It's not clear to me, how the different summary metrics for caret's train function are defined, when I predict probabilities of a multiclass problem.
Without a loss of generality, assume that I use a random forest to produce probabilities:
library(caret)
data(iris)
control = trainControl(method="CV", number=5,verboseIter = TRUE,classProbs=TRUE)
# iv) tuning parameter
grid = expand.grid(mtry = 1:3)
rf_gridsearch = train(y=iris[,5],x=iris[-5],method="ranger", num.trees=2000, tuneGrid=grid, trControl=control)
rf_gridsearch
# Output:
....
mtry Accuracy Kappa
1 0.9600000 0.94
2 0.9666667 0.95
3 0.9666667 0.95
Accuracy was used to select the optimal model using the largest value.
The final value used for the model was mtry = 2.

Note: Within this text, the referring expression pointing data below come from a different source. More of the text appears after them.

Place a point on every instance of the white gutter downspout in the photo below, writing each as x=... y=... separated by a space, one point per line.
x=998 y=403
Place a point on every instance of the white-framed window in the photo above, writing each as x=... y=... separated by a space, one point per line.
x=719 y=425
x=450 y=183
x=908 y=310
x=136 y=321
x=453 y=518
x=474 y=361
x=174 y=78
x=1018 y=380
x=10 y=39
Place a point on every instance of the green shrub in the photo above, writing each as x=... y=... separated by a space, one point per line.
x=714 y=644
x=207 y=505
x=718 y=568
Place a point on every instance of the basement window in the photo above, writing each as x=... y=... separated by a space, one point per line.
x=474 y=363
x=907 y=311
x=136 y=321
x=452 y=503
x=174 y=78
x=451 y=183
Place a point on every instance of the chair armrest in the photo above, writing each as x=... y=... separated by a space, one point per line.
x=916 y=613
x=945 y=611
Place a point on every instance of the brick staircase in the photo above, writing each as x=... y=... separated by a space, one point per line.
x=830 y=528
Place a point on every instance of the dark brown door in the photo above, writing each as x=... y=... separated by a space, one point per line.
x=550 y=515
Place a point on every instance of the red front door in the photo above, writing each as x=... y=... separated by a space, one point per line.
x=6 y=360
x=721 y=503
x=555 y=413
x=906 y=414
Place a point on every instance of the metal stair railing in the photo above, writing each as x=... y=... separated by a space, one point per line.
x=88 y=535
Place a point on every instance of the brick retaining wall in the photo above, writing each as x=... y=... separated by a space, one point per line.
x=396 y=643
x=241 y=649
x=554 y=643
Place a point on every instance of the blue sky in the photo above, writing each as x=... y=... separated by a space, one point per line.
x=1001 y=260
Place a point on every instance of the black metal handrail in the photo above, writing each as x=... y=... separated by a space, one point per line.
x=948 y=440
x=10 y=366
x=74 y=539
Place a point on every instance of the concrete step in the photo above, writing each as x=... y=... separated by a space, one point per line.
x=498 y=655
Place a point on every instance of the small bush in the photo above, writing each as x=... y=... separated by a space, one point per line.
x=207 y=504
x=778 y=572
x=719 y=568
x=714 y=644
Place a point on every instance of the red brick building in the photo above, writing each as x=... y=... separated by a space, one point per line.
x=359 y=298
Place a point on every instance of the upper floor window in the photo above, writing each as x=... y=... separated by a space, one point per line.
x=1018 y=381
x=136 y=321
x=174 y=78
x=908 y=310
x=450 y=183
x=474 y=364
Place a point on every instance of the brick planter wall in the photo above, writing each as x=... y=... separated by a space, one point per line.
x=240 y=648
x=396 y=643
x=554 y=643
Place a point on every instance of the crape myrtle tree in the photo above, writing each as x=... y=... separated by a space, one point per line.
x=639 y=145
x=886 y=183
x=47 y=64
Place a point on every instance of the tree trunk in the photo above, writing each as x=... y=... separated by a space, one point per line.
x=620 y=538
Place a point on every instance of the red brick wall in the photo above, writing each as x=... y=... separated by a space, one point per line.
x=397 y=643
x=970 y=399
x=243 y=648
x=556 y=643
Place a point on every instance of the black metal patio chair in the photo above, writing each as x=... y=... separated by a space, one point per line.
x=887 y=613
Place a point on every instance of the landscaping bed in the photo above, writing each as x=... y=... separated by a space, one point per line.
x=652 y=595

For the binary case I know how to compute the AUC: https://en.wikipedia.org/wiki/Receiver_operating_characteristic
So my questions are:
-
How is the
Accuracycomputed for mutliclass prediction? (How is it condensed to a single value) -
Why is mtry=2 chosen, even if mtry=3 is equivalent according to the Accuracy?
-
Why isn't it possible to compute the RMSE for a classification problem? (Throwing the error "Error: Metric RMSE not applicable for classification models" if metric="RMSE" is used. Furthermore, for multiclass prediction the RMSE is still defined – other then the AUC.)
Since, the Brier Score is simply the MSE (for 2 classes), why not allowing to use the RMSE for probability predictions?
Many thanks in advance!
Best Answer
The optimal model uses mtry=2 because it has found the inflection point in Accuracy (0.9666667), and at mtry=2 it requires less effort and achieves the same accuracy as mtry=3.
Also, you cannot compute Root Mean Squared Error on classification problems, because it doesn't make any sense to do so. RMSE is computed for regression problems, as they produce numerical predictions that have a distance metric defined for them -- you can compute the Error between a target data value and its prediction. No distance metric -- no RMSE (unless you define an error metric for your classification problem, in which case, this will not be a standard RMSE).